Asesino sin nombre - Capítulo 68
Chapitre 63 de «
Le vagabond souriant et fier
»
: Tu as encore essayé
La sensation de marcher sur le vent — voilà ce que l'on ressent quand on est exalté !
Xiao Yuan tapota légèrement le bout du bambou, et finalement… elle put elle aussi utiliser la Danse du Lotus.
Oncle Zhu et oncle Lan lui ont réparé le cœur et les poumons, et deux mois se sont écoulés, pourtant ils lui interdisent toujours de voir Pei Junwu et Yi Chunjun.
Il vaut mieux qu'elle ne les voie pas. Ils le lui interdisent sans doute pour éviter que son traumatisme n'affecte sa convalescence, n'est-ce pas ? Elle… ne veut pas les voir non plus.

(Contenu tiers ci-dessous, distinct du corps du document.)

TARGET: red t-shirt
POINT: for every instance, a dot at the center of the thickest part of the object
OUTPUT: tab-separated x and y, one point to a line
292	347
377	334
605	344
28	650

Du moment qu'elle sait qu'ils vont bien tous les deux, et que lui… est toujours en vie, cela lui suffit.
Maintenant que son identité était confirmée, ses deux oncles aînés, Zhu et Lan, lui avaient chacun transmis 30 % de leur pouvoir. Depuis deux mois, elle apprenait assidûment à leurs côtés et il semblait qu'elle avait réalisé tous ses rêves. Elle… était vraiment chanceuse.
La forêt de bambous est si vaste ; sa couleur verte continue donne un sentiment d'ouverture d'esprit et d'insouciance.
Elle a touché le bout du bambou et s'est envolée. C'est ça, c'est son rêve !
Une silhouette fière, d'un bleu pâle, se balançait, et sa danse du lotus, déjà maladroite, combinée aux brusques fluctuations de ses émotions, faillit la faire tomber.
C'était lui.
Quand elle le revit, elle ne parvint pas à discerner ce qu'elle ressentait. Il l'avait effrayée
; la douleur de le perdre était si intense qu'elle voulait tout abandonner et le suivre. Elle détestait ça
! Elle se sentait aussi pitoyable
; son cœur s'était ouvert à lui avec une telle sincérité à cet instant. Il devait être si fier et suffisant qu'une femme soit prête à mourir pour lui. Elle était furieuse contre lui
!
Mais il était prêt à tout donner pour elle ! Tous ses talents, sa vie, sa main gauche… Son ton enthousiaste et incontrôlable la remplissait de douceur chaque fois qu’elle y repensait.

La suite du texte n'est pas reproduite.